Is there a way to calculate the function $f(x)$ in this integral in terms of $x$ without using $a,b,c$:
$$\int_{a}^{b} f(x)dx=c$$
Two examples $\rightarrow$ how do find these functions $f(x)$:
1) How do find that $f(x)$ can be $x^2$?:$$\int_{0}^{1}f(x)dx=\frac{1}{3}\Longleftrightarrow f(x)=x^2$$
2) How do find that $f(x)$ can be $\frac{x^4(1-x)^4}{1+x^2}$?:$$\int_{0}^{1}f(x)dx=\frac{22}{7}-\pi\Longleftrightarrow f(x)=\frac{x^4(1-x)^4}{1+x^2}$$
On
Fix $a,b,c$. Take ANY integrable function $g(x)$, such that $G:=\int_a^b g(x)dx\neq 0$ . Then $f(x)=cg(x)/G$ gives you what you want. For example, take $g(x)=x^2$, with antiderivative $x^3/3$. Then $\int_0^1 g(x)dx=1/3$. So:
$$\int_0^1 \frac{22/7-\pi}{1/3}x^2dx=\frac{22}{7}-\pi.$$
You could also use $f(x)=g(x)-G/(b-a) + c/(b-a)$ whenever $(b-a)\neq 0$.

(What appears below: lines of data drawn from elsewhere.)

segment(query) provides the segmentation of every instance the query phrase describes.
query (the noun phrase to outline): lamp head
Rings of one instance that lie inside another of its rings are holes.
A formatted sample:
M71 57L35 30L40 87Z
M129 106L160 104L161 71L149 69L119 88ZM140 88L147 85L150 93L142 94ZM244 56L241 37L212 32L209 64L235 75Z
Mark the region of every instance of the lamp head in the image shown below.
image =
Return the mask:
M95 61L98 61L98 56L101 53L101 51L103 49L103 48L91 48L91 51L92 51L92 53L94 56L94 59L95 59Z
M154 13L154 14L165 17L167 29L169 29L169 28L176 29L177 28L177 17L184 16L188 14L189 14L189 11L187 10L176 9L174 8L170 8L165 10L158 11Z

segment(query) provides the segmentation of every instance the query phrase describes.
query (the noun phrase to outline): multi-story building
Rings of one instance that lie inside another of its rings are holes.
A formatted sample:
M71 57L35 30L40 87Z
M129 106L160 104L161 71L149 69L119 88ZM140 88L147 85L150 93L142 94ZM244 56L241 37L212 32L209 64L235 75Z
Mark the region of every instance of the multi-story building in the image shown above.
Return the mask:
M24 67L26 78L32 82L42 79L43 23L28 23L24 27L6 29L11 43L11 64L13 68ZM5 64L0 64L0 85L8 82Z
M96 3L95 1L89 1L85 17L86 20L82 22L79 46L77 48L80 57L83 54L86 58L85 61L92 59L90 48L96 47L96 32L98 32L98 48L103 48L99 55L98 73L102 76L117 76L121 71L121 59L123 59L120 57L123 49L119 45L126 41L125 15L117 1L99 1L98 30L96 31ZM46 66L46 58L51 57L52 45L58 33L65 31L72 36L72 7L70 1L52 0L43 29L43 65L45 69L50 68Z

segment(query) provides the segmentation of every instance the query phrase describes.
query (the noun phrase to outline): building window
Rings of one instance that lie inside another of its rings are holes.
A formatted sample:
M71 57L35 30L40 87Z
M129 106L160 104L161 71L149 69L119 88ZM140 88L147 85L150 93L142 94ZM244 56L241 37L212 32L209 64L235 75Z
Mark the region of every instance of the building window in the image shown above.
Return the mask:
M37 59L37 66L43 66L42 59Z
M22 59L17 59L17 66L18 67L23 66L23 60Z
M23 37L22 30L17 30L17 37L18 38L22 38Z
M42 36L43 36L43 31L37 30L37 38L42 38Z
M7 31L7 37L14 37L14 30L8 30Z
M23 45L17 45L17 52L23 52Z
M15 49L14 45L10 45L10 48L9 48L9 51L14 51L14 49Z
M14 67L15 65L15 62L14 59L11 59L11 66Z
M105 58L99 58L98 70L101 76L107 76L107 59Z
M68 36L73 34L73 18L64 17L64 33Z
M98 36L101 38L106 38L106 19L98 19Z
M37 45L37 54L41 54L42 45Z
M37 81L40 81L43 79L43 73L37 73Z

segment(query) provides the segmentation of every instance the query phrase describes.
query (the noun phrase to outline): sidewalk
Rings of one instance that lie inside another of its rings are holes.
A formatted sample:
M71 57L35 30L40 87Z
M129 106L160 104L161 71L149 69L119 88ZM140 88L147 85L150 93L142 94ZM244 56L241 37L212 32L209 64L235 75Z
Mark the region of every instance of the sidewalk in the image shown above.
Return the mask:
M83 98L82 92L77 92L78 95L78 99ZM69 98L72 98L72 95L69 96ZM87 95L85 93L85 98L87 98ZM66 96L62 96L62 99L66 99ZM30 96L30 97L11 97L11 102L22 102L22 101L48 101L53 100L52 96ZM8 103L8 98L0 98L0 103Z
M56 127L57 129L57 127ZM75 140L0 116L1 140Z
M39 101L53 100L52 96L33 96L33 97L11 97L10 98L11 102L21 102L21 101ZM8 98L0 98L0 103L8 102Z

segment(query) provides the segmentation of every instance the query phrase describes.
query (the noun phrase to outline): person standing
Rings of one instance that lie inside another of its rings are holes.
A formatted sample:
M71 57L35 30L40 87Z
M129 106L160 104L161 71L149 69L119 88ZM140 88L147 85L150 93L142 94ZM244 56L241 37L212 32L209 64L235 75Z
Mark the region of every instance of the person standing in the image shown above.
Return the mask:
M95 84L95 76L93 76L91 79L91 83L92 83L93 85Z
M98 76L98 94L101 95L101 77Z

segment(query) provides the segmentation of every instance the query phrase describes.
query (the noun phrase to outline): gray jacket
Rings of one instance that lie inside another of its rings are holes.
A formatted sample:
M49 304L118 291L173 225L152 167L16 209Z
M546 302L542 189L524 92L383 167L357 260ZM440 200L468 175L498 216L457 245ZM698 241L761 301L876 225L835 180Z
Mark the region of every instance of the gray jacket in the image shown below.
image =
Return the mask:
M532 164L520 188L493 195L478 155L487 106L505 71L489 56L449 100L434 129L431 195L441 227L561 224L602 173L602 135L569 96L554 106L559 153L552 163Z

A highbrow answer: An integral can be thought of as a function (more specifically, a functional). For example we can define $I(f):=\int_a^b f(x)dx$, for fixed $a,b,c$. So it's a function that maps functions to numbers. This shows that integrals are not one-to-one. Indeed if $I(f)=c$ then so does $I(f+g)=c$ for any $g$ such that $I(g)=0$. This is related to the fact that $I(f+g)=I(f)+I(g)$, is a linear functional.
Short answer: You can't, even if you limit the kind of function to polynomial or rational.
You can't tell what the limits $a$ and $b$ are, since you can choose any for your given value. For example, if you have $\int_a^b f(x)\,dx=c$ where $a\ne b$ then you also have
$$\int_0^1 (b-a)f(a+(b-a)u)\,du=c$$
The value of $c$ is also meaningless, since you also have, if $c\ne 0$,
$$\int_0^1 \frac{(b-a)}cf(a+(b-a)u)\,du=1$$
If the original $f$ was polynomial/rational, so is our new integrand.